Comparing performance, costs and current practice for hip replacement implants
Lead applicant - Ms Charlotte Davies
Organisation - University of East Anglia
Type of grant - Foundation Fellowship
Status of grant - Active
Amount of the original award - £126,319
Start date - 5 September 2011
Reference - 19439
What are the aims of this research?
We aim to investigate the relationship between the hip implant industry and the NHS. We will look at costs, surgeon choice and current policies, to find out if current practice achieves the best value for money.
Why is this research important?
About 8 million people in the UK have osteoarthritis. For those with end stage disease in the hip, the only effective treatment is hip replacement surgery. Over 70,000 operations were carried out in England and Wales in 2008/9; this number has almost doubled in the last decade. As the population continues to age, demand for this type of surgery will continue to rise. This will have significant implications for the health system in terms of how it manages this rising cost.
It is important that current hip implants are clinically effective, but we still need to encourage new developments to improve the quality of future implants. A competitive hip implant market will help to achieve this. We need to find out if the NHS has access to the best quality and range of implants, at the appropriate price. We want to make sure the current policy of paying hospitals for surgery, at a set value, is in the best interest of all parties: patient, hospital and manufacturer.
This study will explore the hip implant market in terms of the number of effective competitors, the range of products, manufacturer size and how easy it is for new manufacturers to enter the market. We will use data from the National Joint Registry and Hospital Episode Statistics databases to find out if patients receive the best ‘value-for-money’ implants.
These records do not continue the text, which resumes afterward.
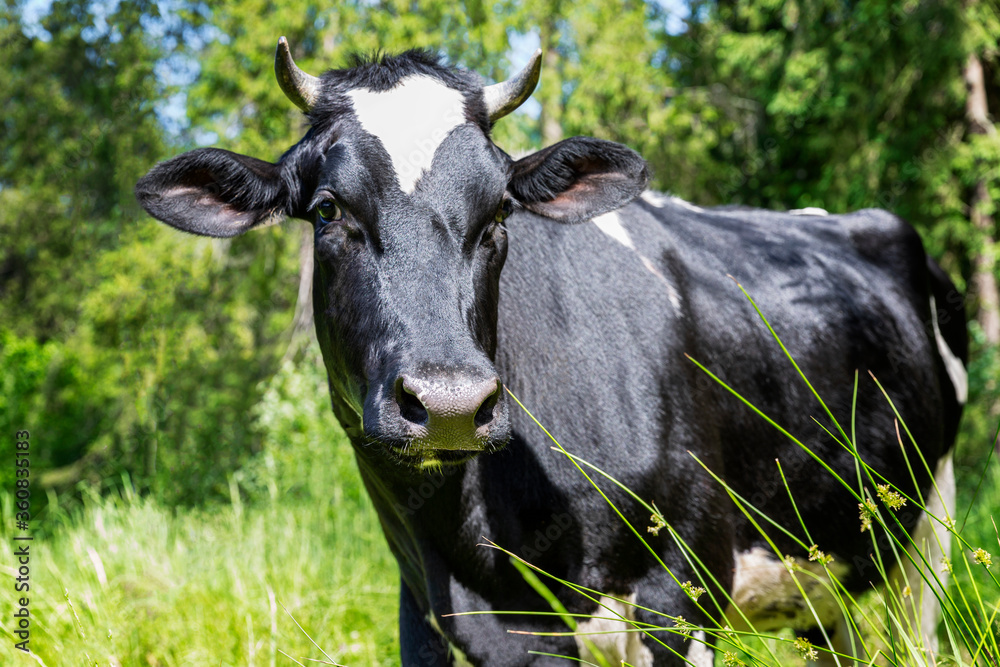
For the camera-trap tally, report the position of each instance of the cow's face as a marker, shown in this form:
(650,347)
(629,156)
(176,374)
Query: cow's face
(408,197)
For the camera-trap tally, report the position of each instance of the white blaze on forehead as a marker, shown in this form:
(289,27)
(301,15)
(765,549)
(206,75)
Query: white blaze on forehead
(411,120)
(611,224)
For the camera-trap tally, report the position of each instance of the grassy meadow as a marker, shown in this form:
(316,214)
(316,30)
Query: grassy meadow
(119,579)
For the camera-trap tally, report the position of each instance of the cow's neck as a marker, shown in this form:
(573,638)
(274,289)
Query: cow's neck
(423,515)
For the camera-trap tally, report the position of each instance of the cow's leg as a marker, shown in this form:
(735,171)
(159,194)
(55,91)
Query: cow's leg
(934,541)
(420,645)
(842,640)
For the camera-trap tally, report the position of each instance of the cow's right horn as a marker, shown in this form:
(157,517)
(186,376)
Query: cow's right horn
(502,98)
(301,88)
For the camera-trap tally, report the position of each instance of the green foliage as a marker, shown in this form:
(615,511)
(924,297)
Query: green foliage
(126,580)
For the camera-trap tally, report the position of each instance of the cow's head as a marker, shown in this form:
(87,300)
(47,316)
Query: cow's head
(408,196)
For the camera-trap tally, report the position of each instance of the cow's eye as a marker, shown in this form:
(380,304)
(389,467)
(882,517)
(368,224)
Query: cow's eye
(329,211)
(505,209)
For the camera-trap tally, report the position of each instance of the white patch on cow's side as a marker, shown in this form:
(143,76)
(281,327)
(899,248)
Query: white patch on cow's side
(700,654)
(411,120)
(611,224)
(688,205)
(611,633)
(952,364)
(672,294)
(657,199)
(458,658)
(934,542)
(766,594)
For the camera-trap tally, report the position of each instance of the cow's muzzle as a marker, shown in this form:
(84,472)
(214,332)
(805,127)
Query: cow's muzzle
(442,415)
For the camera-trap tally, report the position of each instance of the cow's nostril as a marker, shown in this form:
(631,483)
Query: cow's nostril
(410,407)
(484,415)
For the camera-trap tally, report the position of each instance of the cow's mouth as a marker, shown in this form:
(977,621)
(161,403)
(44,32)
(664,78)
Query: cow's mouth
(422,456)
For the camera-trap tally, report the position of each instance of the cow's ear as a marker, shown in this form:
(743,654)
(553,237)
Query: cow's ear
(213,192)
(578,178)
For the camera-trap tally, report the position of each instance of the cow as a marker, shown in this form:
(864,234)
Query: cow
(451,277)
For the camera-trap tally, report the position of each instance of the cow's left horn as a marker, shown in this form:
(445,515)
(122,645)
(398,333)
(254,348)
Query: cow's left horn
(502,98)
(301,88)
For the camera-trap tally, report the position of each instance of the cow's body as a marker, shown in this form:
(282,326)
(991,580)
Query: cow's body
(593,331)
(589,325)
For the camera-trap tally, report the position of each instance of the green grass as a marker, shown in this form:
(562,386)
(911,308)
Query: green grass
(122,580)
(118,579)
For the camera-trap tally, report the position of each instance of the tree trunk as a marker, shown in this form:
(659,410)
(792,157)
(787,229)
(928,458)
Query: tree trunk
(550,90)
(984,277)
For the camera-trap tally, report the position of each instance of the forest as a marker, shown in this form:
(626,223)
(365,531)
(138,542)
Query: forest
(195,501)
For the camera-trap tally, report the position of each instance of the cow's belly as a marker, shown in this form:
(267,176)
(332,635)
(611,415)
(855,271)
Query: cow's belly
(769,595)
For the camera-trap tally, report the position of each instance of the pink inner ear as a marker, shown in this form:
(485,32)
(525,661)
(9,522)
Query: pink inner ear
(573,203)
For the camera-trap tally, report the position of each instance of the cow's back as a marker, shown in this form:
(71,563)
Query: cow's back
(596,320)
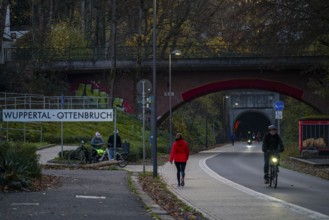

How do surgery costs vary between different types of patients and hospitals? Is there is an ideal way for the NHS to buy hip implants from the manufacturers so as to counteract their market power? We will also find out if the current surgery payment policy limits the choice of implants available to surgeons.
How will the findings benefit patients?
This research will help to further develop the guidance on the hip implant industry; benefiting patients, hospitals and the manufacturing industry. It will also contribute to a growing debate on how to evaluate medical devices. The ultimate aim is that patients should receive the best quality implant given the constraints of the NHS budget.